Other than needing to jack up that 25-character {Publisher Padded} field length, I don’t think anything would change with {Publisher} as a multi-select. When referencing the contents of a multi-select via formula, Airtable passes the combined choices as a single string, not an array of items.

Hi Justin,

Thanks for your feedback. Sorry for keep piling on, but I’m being told that we’re stripping out dashes in Airtable (to integrate with an external database). Would there be a way to do this without the dashes?

The full ISBN will still always be 13 digits.

The main issue is I’m not sure how the search function could match patterns of varying lengths (e.g., 978000XXXXXXX and 978003467XXXX).

It should work just fine without the dashes.

They aren’t varying lengths. Because of the Xs used for padding, each one becomes 13 characters. I don’t see an issue. Is there something else I’m missing?

I’m unsure of how to construct a search function that would match the full {ISBN} in [Books] against the {Padded Codes} lookup field that contains long mash of padded codes.

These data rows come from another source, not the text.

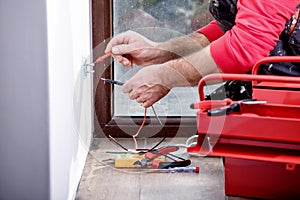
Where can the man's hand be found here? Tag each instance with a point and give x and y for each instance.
(142, 50)
(147, 86)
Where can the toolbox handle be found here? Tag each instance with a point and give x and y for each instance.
(272, 59)
(213, 78)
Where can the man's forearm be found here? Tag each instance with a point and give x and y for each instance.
(181, 46)
(188, 71)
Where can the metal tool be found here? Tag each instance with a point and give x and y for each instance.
(176, 170)
(156, 164)
(112, 81)
(233, 106)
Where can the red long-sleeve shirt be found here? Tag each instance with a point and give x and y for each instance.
(258, 25)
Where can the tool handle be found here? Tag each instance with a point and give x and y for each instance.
(166, 165)
(160, 152)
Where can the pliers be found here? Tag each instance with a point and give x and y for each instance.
(233, 106)
(150, 156)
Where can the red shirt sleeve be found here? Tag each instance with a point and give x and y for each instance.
(257, 28)
(212, 31)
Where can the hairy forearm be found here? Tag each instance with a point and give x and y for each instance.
(181, 46)
(188, 70)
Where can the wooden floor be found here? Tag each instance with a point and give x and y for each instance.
(102, 181)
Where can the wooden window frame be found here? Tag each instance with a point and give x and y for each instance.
(105, 123)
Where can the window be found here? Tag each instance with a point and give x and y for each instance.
(158, 20)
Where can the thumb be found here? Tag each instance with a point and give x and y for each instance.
(126, 88)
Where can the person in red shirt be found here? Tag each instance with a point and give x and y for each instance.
(183, 61)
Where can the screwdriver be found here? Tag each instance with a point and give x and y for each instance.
(176, 169)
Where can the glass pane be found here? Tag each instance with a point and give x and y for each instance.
(158, 20)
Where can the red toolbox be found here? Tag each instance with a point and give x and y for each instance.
(259, 139)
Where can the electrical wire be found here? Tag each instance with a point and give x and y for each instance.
(102, 58)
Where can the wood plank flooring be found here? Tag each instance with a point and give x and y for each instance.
(101, 181)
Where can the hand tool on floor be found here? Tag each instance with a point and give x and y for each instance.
(128, 160)
(149, 160)
(176, 170)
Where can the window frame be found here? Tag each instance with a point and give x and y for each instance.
(105, 123)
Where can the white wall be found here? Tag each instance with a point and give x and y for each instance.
(69, 93)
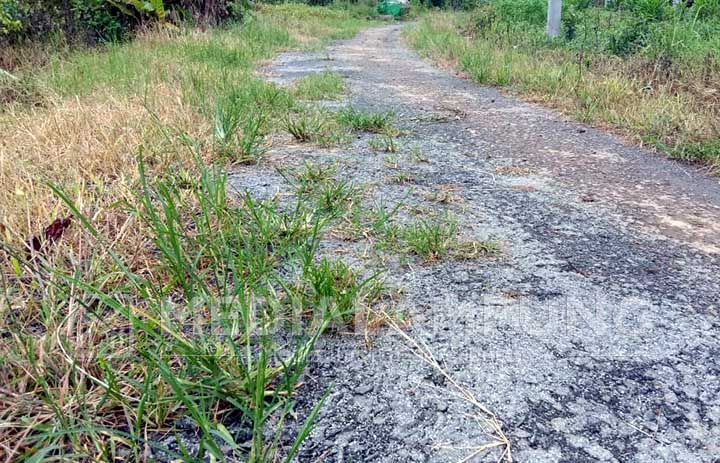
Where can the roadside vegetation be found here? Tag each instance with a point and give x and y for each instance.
(643, 67)
(139, 301)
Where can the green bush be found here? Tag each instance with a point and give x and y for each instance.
(92, 21)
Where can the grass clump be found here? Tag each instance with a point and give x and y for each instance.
(152, 297)
(384, 143)
(433, 240)
(322, 86)
(374, 122)
(643, 67)
(313, 125)
(239, 137)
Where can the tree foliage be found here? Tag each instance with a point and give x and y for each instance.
(93, 21)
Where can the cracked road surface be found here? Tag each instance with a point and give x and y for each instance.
(594, 338)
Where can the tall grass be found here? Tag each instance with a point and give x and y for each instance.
(654, 79)
(165, 301)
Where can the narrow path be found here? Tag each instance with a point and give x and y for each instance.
(596, 337)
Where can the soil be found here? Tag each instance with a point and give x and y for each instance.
(595, 337)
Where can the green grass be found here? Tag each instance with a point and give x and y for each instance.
(321, 86)
(384, 143)
(166, 299)
(649, 78)
(374, 122)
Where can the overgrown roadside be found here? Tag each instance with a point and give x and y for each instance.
(589, 335)
(141, 304)
(650, 75)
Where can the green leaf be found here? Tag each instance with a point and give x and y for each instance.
(16, 265)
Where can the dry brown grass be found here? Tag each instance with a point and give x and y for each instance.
(88, 146)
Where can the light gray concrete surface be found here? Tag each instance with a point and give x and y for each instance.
(595, 337)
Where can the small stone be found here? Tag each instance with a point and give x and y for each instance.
(364, 389)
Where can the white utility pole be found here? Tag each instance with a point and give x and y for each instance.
(554, 13)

I understand that the 13-digit string is padded with Xs (and so not of varying length) but the truncated ISBN pattern (that references the publisher name) is of variable length, so how would I cut up the full {ISBN}? I would send a screenshot of my base, but I can’t seem to attach images to these replies…

I’m new at this so I apologize for my slow uptake! Thanks again.

The full process is outlined in my earlier message, including all formulas and extra fields you’ll need. If it would help, I can build a sample base with this setup in place so you can see how everything ties together, but I’m pretty busy these days, so it might take me a day or two to put it together.

EDIT: Sorry, it just clicked that without the dashes in the ISBN codes, it’s going to be trickier setting it up. Give me a few days to mull this over.

Quick question: is it possible to still store the ISBN in Airtable, including dashes, and use a formula field to remove them so you’ve got a “clean” version for connecting to your external database? That would allow the system to remain as I outlined above. It’s kinda critical for those dashes to be there so that we know how to break up the full ISBN and search against the padded partials. With nothing but numbers, it pretty much breaks the whole thing.